Zum Wochenauftakt setzten Gewinnmitnahmen dem DAX zu. Eine wichtige Unterstützung hat bisher noch  gehalten. Weitere Verluste sollten die Bullen aber nicht mehr zulassen. Die DAX-Chartanalyse für den 25. März 2014.

Stundenanalyse:

Nach den deutlichen Gewinnen in der vergangenen Woche dominierten zum Wochenauftakt zunächst die Verkäufer. Besonders mit der schwachen Wall Street kippte auch der Markt in Frankfurt Richtung Süden. Der DAX-Handelsschluss entsprach nahezu dem Tagestief, ein klarer Punktsieg für die Bären. Auch der innere Markt kapitulierte gestern. Mit der Deutschen Post gab es nur einen Gewinner. Besonders deutlich drückten natürlich die überdurchschnittlichen Verluste bei Bayer und Siemens den Gesamtmarkt nach unten. Verkauft wurden zudem Werte, die zuletzt mit einer erhöhten Relativen Stärke glänzten wie Infineon, Lanxess und Deutsche Lufthansa.

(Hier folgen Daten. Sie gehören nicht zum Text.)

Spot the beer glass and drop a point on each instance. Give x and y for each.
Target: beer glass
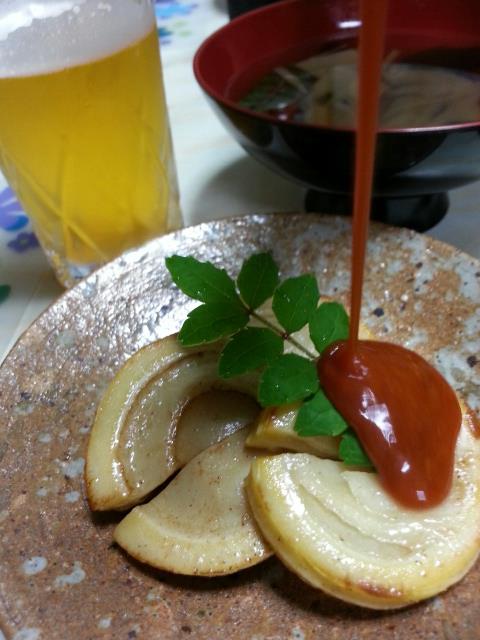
(84, 134)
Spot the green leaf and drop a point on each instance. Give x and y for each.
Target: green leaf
(257, 279)
(287, 379)
(294, 301)
(351, 451)
(202, 280)
(4, 291)
(249, 349)
(318, 417)
(210, 322)
(328, 323)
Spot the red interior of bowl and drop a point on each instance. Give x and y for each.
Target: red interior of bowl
(229, 63)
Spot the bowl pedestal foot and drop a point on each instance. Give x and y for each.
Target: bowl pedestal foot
(420, 212)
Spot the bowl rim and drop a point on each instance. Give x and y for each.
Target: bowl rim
(234, 106)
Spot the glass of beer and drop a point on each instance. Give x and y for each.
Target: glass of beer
(84, 134)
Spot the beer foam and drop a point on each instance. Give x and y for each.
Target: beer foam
(39, 37)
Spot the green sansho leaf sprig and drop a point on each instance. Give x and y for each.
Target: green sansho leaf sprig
(231, 310)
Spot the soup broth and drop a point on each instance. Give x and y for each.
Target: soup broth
(322, 90)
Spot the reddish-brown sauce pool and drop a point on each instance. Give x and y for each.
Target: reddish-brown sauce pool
(404, 412)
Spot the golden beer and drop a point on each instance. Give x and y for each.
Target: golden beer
(86, 146)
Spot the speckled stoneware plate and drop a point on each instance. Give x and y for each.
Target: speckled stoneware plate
(60, 576)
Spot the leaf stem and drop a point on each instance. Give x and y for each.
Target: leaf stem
(282, 334)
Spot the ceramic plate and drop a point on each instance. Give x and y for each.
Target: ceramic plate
(61, 577)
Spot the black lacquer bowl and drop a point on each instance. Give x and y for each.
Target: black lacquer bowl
(415, 166)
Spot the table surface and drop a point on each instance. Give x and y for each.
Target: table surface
(212, 171)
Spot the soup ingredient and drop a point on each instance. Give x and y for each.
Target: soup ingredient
(201, 523)
(342, 533)
(323, 90)
(133, 446)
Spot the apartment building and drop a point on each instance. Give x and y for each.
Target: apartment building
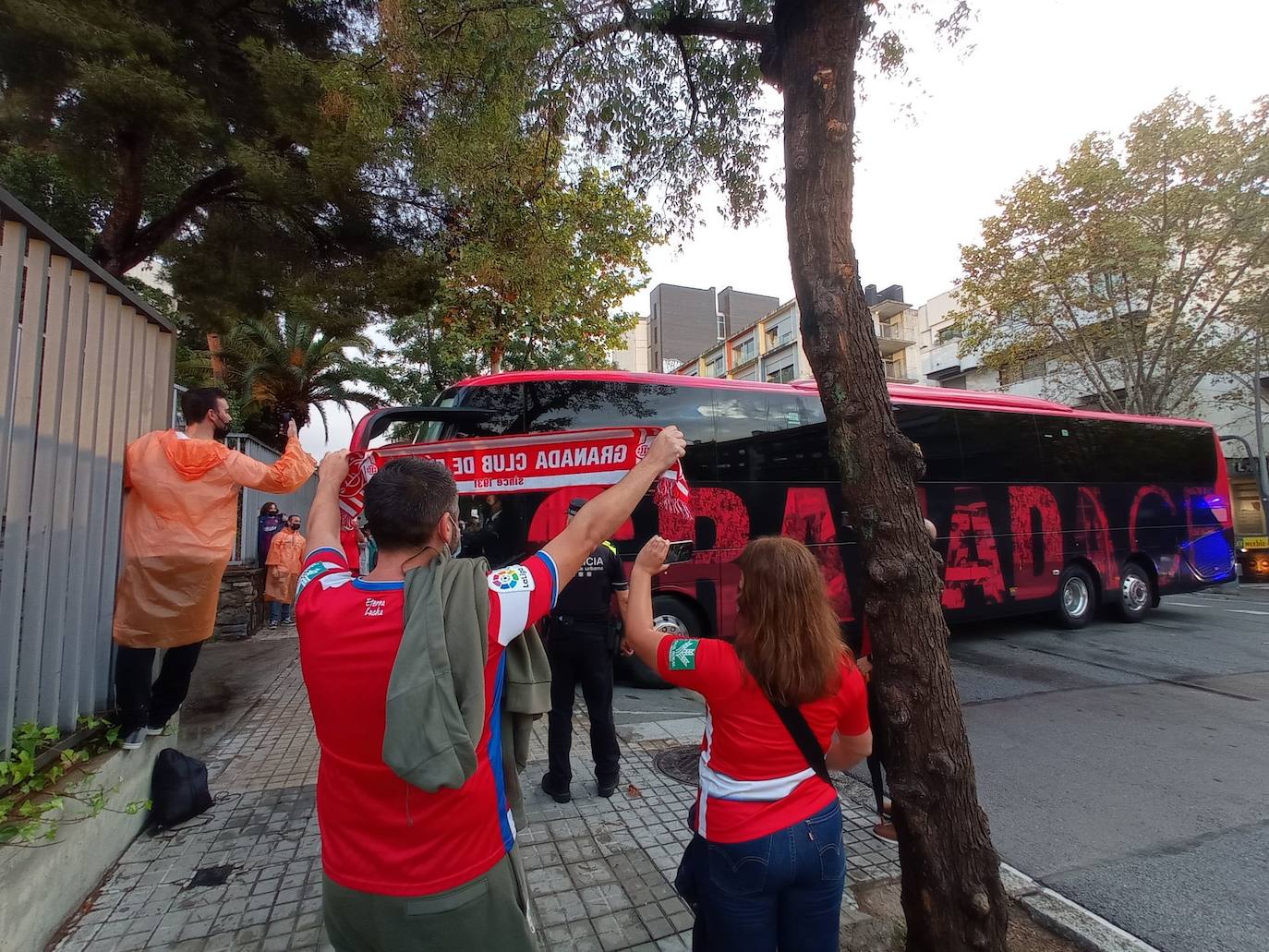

Ebenfalls auffällig ist auch die zunehmend erhöhte Volatilität seit Dezember. Der erste Chart zeigt die Entwicklung von DAX und VDAX in den vergangenen Monaten. Das Angstbarometer fällt nicht mehr zurück, sondern behauptet sich auf einem leicht erhöhten Niveau. Allerdings zeigte die Vola bereits vor einem Jahr eine vergleichbare Entwicklung (s. rote Trendlinien).

Tradesignal Online. Tradesignal® ist eine eingetragene Marke der Tradesignal GmbH. Nicht autorisierte Nutzung oder Missbrauch ist ausdrücklich verboten.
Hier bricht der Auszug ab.